Neutral Evaluation, also known as, Early Neutral Evaluation is an advisory and evaluative form of alternative dispute resolution. Neutral evaluation is a process wherein a neutral third party hears the presentations of the disputants, and then provides his opinion regarding the dispute. The neutral third party evaluates the facts, circumstances and issues of the case, and then renders an insight about the same.
The process of neutral evaluation is very flexible. The parties are also permitted to decide upon the steps that are to be followed in the procedure. In general, procedure of early neutral evaluation involves the following steps:
- Appointment of evaluator- The first and foremost requisite is the appointment of an evaluator. The parties must ensure that the evaluator appointed has special knowledge and expertise in the subject- matter of the suit. This makes the process of evaluation more effective and reliable. Other criterias that should be adhered to while appointing a neutral evaluator is fairness, impartiality, and a skill of evaluating facts and circumstances. There is no specified number of evaluators that have to be appointed. It is upon the parties’ discretion to appoint one or more than one evaluator.
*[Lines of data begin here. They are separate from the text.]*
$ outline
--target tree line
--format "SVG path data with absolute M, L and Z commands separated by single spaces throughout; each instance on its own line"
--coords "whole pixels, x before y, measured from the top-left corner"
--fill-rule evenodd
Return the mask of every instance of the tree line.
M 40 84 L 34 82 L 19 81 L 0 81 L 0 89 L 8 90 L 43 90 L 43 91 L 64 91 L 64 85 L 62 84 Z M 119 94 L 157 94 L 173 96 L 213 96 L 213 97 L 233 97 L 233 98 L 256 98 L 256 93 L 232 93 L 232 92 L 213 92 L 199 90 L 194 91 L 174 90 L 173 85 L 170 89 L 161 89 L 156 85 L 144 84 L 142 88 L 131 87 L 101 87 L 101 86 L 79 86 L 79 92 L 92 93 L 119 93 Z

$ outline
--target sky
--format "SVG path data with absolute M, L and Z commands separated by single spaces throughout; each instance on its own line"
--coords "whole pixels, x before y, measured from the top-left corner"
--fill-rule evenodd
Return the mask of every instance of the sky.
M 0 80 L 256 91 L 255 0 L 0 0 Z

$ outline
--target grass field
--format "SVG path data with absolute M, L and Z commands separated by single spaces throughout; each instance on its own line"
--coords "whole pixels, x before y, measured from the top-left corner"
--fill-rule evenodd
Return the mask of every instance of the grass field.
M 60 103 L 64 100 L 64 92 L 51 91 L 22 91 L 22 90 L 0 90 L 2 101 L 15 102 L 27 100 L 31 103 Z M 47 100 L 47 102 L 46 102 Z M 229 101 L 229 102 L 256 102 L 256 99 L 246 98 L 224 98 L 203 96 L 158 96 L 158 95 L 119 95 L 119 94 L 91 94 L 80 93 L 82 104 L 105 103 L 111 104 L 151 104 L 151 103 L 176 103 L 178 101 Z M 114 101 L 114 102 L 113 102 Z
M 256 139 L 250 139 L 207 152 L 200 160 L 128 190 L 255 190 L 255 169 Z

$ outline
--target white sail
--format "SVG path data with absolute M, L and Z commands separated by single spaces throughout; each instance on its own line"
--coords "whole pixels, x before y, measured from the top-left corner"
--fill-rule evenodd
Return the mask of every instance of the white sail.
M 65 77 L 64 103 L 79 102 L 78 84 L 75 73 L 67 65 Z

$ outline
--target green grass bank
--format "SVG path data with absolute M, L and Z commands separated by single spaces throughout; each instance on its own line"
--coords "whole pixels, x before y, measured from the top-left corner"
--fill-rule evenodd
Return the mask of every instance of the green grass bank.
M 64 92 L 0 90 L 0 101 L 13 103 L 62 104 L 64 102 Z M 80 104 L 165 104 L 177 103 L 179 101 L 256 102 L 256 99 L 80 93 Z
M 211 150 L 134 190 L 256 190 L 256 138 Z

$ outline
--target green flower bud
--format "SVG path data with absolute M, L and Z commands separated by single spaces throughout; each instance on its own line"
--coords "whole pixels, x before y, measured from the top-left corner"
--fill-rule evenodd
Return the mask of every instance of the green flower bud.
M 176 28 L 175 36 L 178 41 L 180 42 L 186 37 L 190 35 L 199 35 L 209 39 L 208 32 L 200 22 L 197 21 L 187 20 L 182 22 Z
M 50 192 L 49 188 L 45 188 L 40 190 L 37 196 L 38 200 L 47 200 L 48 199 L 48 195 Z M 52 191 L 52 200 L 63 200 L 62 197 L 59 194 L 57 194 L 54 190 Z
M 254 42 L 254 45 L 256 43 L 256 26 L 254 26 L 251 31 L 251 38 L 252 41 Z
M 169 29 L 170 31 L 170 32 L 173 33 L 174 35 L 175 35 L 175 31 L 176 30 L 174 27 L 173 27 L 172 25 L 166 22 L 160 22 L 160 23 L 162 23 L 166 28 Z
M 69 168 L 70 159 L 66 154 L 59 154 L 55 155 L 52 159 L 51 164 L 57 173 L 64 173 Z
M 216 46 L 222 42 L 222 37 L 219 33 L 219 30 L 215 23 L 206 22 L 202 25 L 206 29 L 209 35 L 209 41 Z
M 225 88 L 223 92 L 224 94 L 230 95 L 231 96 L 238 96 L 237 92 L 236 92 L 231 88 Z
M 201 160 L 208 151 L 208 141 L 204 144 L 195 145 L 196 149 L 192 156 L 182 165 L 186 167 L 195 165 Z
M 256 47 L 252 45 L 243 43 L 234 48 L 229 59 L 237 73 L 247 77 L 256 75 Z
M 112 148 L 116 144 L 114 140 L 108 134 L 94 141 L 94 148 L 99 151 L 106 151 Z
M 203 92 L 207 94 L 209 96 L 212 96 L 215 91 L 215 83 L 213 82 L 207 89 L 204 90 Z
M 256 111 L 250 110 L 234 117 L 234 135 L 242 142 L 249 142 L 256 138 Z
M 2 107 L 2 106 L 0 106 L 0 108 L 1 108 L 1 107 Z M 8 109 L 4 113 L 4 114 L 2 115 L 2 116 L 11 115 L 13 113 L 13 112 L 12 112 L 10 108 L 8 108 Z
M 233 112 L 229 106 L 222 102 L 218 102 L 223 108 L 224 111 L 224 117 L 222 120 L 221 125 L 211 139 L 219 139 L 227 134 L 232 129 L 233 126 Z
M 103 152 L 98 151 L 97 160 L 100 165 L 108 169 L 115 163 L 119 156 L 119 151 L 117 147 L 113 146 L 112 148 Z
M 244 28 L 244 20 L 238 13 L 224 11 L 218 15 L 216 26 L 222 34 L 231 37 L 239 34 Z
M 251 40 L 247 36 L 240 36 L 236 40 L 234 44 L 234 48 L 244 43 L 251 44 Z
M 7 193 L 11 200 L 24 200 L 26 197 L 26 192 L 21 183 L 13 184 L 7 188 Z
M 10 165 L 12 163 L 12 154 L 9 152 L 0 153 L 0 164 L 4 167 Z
- Preparation of neutral evaluation- Before the proceedings of neutral evaluation commence, the parties are required to submit a written statement stating the facts and issues from their point of view. This enables the evaluator to understand the perspective of both the parties. Simultaneously, the parties decide the day, date and venue at which the proceedings shall commence.
- Evaluator’s opening statement- The parties’ and the evaluator meet on the decided date and venue. The proceedings commence with the evaluator’s opening statement. He describes his role as a neutral third party, he also states the rules and the various stages of the proceedings.
- Parties’ presentations- The next step is the oral presentation of the parties. The disputants make a presentation of the case from their point of view, the issues that are important pertaining to the case, and the outcome they are seeking from the proceedings. This step is very important because it makes the parties’ aware about the perspective of the other party. It also clears any sort of misunderstanding between the disputants. It also helps the evaluator in identifying the primary and secondary issues of the dispute.
- Evaluator’s opinion- The final step of the proceedings is the opinion of the evaluator. The neutral third party will provide his opinion on every issue of the dispute, and then suggest possible points on which parties’ may negotiate and compromise. The evaluator also mentions the possible outcomes of litigation if the parties decide to move to court. It should be kept in mind that the opinion and the evaluation of the neutral third party is not binding on the disputants.
There are two possible outcomes of this proceedings. If the dispute is resolved, the parties enter into a written agreement. If the dispute is not resolved, the parties may approach the court upon their discretion.